На груде железных чушек у темных пакгаузов ничком лежал Молотков. Чуть поодаль раненный в руку проводник склонился над неподвижной собакой.
Дубинин с женой сидели на чемодане. В вагоне было темно и только в дальнем углу горел в фонаре огарок свечи. В темноте шептались, на верхней полке кто–то храпел.
Поезд двинулся. Но почти сразу где–то дернули стоп–кран. Под вагонами зашипело и заскрежетало.
Хлопнула дверь, в тамбуре вспыхнул фонарик.
— Приготовьте документы.
Вагон ожил, загалдел, зашевелился.
— Назад! — приказали кому–то.
Дубинин протянул билет и документы.
— Отбываете… — сказал человек с фонарем.
— Никишов?.. Что случилось? — узнал его Дубинин.
— Несчастье у нас. Молоткова убили.
Дубинин встал и взглянул на жену.
Они сошли с поезда. Жена что–то говорила о билетах: то ли их сдать, то ли обменять. Она говорила об этом как–то механически, толком не понимая, о чем, потому что молчать было невыносимо.
…Дверь в квартиру Молоткова была открыта. Люди заходили, уходили, появлялись новые.
Дубинин стоял в стороне, у стены, глядя на фотографию Андрея в траурной рамке и держа здоровой рукой чемодан, — так и забыл поставить, как вошел.
Леля внезапно зарыдала и уткнулась матери в колени. А та продолжала сидеть с застывшими глазами.
Жена Дубинина беспомощно суетилась с какими–то сердечными каплями.
Свет погас. Зажгли керосиновую лампу, стены и потолок перечеркнули изломанные тени. Они колыхались, и лица всех то освещало, то задергивало сумраком.
Дубинин медленно приблизился к столу.
— Леля, — с трудом выдавил он, — может… чем помочь надо?
— Ему уже ничем не поможешь, — ответила за нее мать.
Молоткова хоронили утром. Несли венки, ордена — еще с финской. Тоскливо ухал барабан и звенели тарелки оркестра. За гробом шли без шапок, падал снег, головы были в белых хлопьях. Прохожие останавливались и смотрели, редко кто снимал шапку, смерть стала привычной.
На кладбище секретарь горкома Никонорова начала было надгробную речь, но, расплакавшись, не смогла ее закончить. Тогда вышел Дубинин.
— Мы хороним товарища… Замечательного товарища, майора Молоткова. Он погиб от руки врага, и мы клянемся отомстить за него! И будем бить и уничтожать их на фронте и везде… Везде!
Курсанты вскинули винтовки.
Вслед за дружным залпом раздался еще один выстрел — это замешкался молоденький парень. Он стоял растерянный, виновато глядя на всех, словно совершил что–то неуважительное к покойному.
В тот же день Дубинин пришел в горком на прием к Никоноровой. Разговор был коротким.

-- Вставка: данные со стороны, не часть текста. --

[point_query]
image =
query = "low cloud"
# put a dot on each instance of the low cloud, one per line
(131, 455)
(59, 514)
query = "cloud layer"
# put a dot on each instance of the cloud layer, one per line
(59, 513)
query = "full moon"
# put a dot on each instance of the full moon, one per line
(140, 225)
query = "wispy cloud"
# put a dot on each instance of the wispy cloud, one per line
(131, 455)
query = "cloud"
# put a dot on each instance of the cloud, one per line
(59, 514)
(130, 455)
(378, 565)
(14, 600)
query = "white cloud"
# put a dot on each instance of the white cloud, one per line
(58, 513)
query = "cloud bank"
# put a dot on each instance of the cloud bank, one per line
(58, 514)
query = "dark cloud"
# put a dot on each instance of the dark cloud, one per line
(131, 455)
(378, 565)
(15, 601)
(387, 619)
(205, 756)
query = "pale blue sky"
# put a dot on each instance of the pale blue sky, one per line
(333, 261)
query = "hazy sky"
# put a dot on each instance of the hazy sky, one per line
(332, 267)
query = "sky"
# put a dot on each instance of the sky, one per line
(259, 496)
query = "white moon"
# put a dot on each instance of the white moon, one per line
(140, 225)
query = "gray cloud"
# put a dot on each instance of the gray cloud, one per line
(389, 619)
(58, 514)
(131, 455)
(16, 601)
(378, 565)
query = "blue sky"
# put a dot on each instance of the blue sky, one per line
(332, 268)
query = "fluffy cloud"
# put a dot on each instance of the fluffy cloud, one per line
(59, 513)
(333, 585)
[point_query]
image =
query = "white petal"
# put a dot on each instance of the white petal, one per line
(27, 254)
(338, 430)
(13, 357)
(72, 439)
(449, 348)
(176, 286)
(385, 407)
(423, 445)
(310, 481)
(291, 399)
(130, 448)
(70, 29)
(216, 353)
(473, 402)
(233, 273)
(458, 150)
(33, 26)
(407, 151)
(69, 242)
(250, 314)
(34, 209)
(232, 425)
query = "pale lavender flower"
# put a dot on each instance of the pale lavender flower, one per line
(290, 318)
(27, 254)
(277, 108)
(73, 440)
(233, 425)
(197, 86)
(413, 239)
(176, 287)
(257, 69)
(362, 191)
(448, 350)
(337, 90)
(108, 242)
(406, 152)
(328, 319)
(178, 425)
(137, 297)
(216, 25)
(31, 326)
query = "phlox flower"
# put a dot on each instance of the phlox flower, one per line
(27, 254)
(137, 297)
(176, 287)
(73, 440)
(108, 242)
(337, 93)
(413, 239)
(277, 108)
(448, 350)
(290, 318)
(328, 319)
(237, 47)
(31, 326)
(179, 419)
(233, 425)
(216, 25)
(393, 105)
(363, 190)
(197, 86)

— Меня Андрей вчера просил остаться. Предлагал идти к нему в отдел розыска. Я отказался. Честно говоря, я не представлял, что положение настолько серьезно… И не потому, что Андрей погиб. Впрочем, и потому. Одно к другому. — Он с хрустом сжал спичечный коробок.
— Курите? — Никонорова протянула ему пачку.
— Спасибо…
— Вы обратились не по адресу. Но, в общем, я в курсе дела. Начальника милиции переводят в Москву. На его место будет назначен Митин, он только что вернулся из госпиталя после ранения. Значит, в отделе розыска остаются всего два человека. Мы запросим насчет вас область. Будем рекомендовать.